Tuesday, January 5, 2010

SCHINDLER'S LIST (1993)

Country: USA
Language: English | Hebrew | German | Polish
Director: Steven Spielberg

Schindler’s List is a film about Oskar Schindler, a German businessman established in Poland. It is directed by Steven Spielberg and, in my opinion, is his best work ever.

The film revolves around the Holocaust as Schindler struggles to wit it out in the beginning and later on tries hard to save each life he can. This is probably the most graphic film on the subject and at times you feel grateful that it is shot in black and white.

It kind of works as a documentary that takes you inside the Nazi occupied Jewish ghetto, Auschwitz and other such places, you see the live telecast of atrocities with very profound background music.

Spielberg has surpassed himself and directed one of the best pictures on the subject. He really makes you feel the pain of so many innocent people and you wonder how and why did it happen at all…

I, personally, never judged Nazis and even praised them subtly as they were the real reason that weakened the English and forced them to abandon their colonies, and hence, India became independent. But Schindler’s List made me realize what I had done and made me feel guilty for even having pronounced the word “human” in a sentence that carries the word “Nazi”. So, if a film can change one heart, I think it is successful.

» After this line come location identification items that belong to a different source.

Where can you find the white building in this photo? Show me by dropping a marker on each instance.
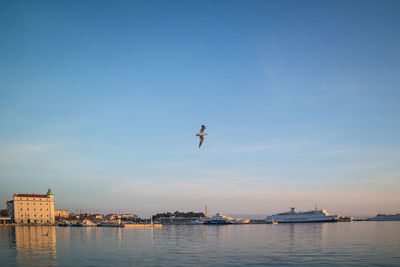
(32, 208)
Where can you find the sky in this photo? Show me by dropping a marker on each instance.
(101, 100)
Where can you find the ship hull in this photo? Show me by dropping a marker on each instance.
(217, 222)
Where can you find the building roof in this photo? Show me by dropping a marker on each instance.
(30, 195)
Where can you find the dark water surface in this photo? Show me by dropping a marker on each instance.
(355, 243)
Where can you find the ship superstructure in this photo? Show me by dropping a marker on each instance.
(294, 215)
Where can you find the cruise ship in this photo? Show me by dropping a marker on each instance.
(294, 216)
(385, 217)
(219, 219)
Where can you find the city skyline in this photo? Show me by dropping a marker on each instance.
(101, 103)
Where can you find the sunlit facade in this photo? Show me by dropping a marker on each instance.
(32, 208)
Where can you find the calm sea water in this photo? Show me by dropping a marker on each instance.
(355, 243)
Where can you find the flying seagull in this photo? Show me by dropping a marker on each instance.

Liam Neeson is a very talented actor but he is too underrated. He really deserved an Oscar for this performance. Precisely, Liam Neeson is Oskar Schindler.

Ralph Fiennes is so good an actor that you don’t even want to praise him for his role of Amon Göth. Fiennes is also much underrated.

The use of color in the filming is so precise that you sometimes wonder if it is a film or a painting trying to communicate something to you.

Monday, January 4, 2010

QUENTIN TARANTINO


If I say that Quentin Tarantino is God’s greatest gift to movie-making, I will not be exaggerating.

He is an angel sent to save so many things and to give a new form to many older faces. Tarantino is not just a director, he is a writer as well and an excellent one at that. His films have a strong visual appeal and at the same time his dialogs are nothing less than literature.

Tarantino has made us remember the B-Class that has always entertained us and has always gone unacknowledged. He has given us not only immortal characters but different immortal worlds that one desperately wants to visit.

There is no other man in film-making business that is so open to new ideas and presents them so well.

He is coherent in his own way but when you oblige him to be coherent, he says “Coherence, What’s that shit?” But in the end once again what you get is a masterpiece.

The cinematography of his films is such that you get hypnotized just as you get hypnotized by McDonald’s logo when you are really hungry. It gives his films a tasty feeling as if you were not watching a movie but eating the “Big Kahuna Burger”.

Just like his films are homage to older genres, he is homage to Hollywood itself.

Sunday, January 3, 2010

OLIVER STONE


The films that we see are the works of directors just like the novels we read are the works of writers. So, it is not possible to speak of cinema without speaking about the directors who created it. Hence, I started these write-ups on directors of feature films starting with the ones I like most.

And to begin with, Oliver Stone is a well deserving candidate. I consider Stone one of the best directors of Hollywood because he is capable of keeping a storyline coherent mixing reality and drama just in the right measurements and then he has his own subtle style coming through.

With films so different from each other like U-Turn and Platoon, Born on the Fourth of July and Natural Born Killers, all well directed and great in their own way, Stone has proved again and again that he is able to direct different actors as well as scripts.

What makes a director really good is the viewers’ faith in him that if his name associated with a project there is no idiocy expected. I think Oliver Stone qualifies that test and you don’t expect a mediocre film if he is the director.